Nobody was visible. Mrs. Simmons deposited her umbrella in a corner, gave her boots a good rubbing on the mat,—for the heavy rain of the storm had left mud,—and peered cautiously into the parlour.

Isaac Meads sat there alone, his head dropping forward on his chest in sleepy style, and his lower jaw falling with its wonted unhappiness of expression. Mrs. Simmons drew back, not feeling as if she cared to have speech with the old man. But a second impulse came over her, and she stepped forward. He looked so lonely and miserable; might he not be in need of a kind word?

"Good evening to you, Mr. Meads," she said, in her full pleasant tones. "I've come to ask how your little girl is." Mrs. Simmons herself was so large a person that she always thought of Daisy as a "little girl," and in a time of illness such thoughts naturally find expression in words.

Isaac Meads woke up very slowly out of his fit of drowsiness, and stared blankly at his visitor.

"Is your little girl any better by this time?" asked Mrs. Simmons, pitching her voice higher. She never could quite understand whether his slowness of understanding sprang from stupidity or deafness. "I haven't been able to get her out of my mind all day, poor little dear, and I'm sure I couldn't rest without hearing how she is before night."

"She hadn't got no business to go and get struck with lightning," growled Isaac Meads, enough awake to bring out the uppermost ideas in his feeble old mind. "It's an awful expense—doctor and nurse and all! It's just awful; and I was a-thinking I wouldn't put up no longer with having a girl. It would have been a saving."

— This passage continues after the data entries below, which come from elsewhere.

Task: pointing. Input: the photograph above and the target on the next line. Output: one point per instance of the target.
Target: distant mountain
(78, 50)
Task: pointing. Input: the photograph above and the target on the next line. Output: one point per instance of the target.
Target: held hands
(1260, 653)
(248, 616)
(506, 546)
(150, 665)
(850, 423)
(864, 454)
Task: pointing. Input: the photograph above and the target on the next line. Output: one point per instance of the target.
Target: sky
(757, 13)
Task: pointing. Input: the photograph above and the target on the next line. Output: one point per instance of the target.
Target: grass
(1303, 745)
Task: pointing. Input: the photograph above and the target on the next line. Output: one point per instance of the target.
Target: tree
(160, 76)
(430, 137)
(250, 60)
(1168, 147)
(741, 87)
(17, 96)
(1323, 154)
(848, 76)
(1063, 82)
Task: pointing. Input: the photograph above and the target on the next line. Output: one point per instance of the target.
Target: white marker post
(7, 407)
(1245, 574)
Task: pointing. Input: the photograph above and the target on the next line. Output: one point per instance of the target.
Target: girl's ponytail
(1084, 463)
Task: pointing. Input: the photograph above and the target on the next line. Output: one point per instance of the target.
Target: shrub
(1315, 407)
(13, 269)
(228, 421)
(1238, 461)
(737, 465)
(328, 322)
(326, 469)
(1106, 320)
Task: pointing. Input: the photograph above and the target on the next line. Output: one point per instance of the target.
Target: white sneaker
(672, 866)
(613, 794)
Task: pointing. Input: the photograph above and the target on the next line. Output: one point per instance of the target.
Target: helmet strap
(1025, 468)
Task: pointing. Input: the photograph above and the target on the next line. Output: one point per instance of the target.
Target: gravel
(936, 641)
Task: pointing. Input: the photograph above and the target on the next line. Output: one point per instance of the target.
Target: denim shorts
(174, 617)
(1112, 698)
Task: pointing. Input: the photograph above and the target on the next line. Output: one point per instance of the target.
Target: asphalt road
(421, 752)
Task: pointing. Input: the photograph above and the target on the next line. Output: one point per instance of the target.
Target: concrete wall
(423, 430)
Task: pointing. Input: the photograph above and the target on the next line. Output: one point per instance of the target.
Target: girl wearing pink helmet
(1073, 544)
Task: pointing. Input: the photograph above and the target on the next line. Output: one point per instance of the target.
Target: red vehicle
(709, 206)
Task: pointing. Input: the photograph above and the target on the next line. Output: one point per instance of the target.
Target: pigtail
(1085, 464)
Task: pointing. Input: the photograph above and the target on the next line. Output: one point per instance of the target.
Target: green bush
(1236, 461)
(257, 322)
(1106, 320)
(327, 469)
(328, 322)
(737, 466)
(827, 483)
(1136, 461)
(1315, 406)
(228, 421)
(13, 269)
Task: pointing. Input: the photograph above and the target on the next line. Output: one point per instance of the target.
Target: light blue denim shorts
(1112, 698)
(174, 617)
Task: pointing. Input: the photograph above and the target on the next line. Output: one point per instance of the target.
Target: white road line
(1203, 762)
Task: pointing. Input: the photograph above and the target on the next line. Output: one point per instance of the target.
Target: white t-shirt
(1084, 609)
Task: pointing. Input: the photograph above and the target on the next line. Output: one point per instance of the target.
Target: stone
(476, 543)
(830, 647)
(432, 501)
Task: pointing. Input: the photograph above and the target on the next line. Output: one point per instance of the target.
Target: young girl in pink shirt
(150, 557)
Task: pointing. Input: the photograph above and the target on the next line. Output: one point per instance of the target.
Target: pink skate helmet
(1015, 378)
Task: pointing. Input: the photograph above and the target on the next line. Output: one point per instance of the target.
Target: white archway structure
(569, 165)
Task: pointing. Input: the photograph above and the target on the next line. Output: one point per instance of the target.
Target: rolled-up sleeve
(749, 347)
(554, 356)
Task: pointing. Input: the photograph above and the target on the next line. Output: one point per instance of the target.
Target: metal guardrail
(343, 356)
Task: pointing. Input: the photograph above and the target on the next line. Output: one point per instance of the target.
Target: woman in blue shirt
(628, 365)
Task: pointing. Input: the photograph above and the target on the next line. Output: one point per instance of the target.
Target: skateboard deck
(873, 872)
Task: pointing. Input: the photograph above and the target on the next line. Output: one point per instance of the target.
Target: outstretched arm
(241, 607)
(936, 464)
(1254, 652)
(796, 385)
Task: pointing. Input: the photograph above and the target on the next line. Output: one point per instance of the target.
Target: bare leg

"Why, you don't mean to say—," began Mrs. Simmons.

Then she stopped, and stood looking at him, her clear strong sense coming to the conclusion that the old man was crazy. So he was, with the craziness of money greed.

"Somebody'd ought to have seen after her," said Isaac Meads. "It's all along of them school feasts. She shan't go to none of them again."

"She isn't like to go anywhere yet awhile, judging by all accounts," said Betsy Simmons, her womanly indignation mastering other sensations. "Doctor and nurse an expense! Well, I never! What's your money good for, if it isn't to be spent on her? Isn't she your own flesh and blood,—the only thing you have got belonging to you, and the sweetest girl as ever was? I never! If that's all you've got to say about the matter, I'm ashamed of you, Mr. Meads—downright ashamed. Why didn't you go to the school feast yourself to see after her? Wasn't everybody else in the same danger—least-ways, except for the pitchfork? Why, dear me, do you think trouble is never to come to you, as well as to other people?"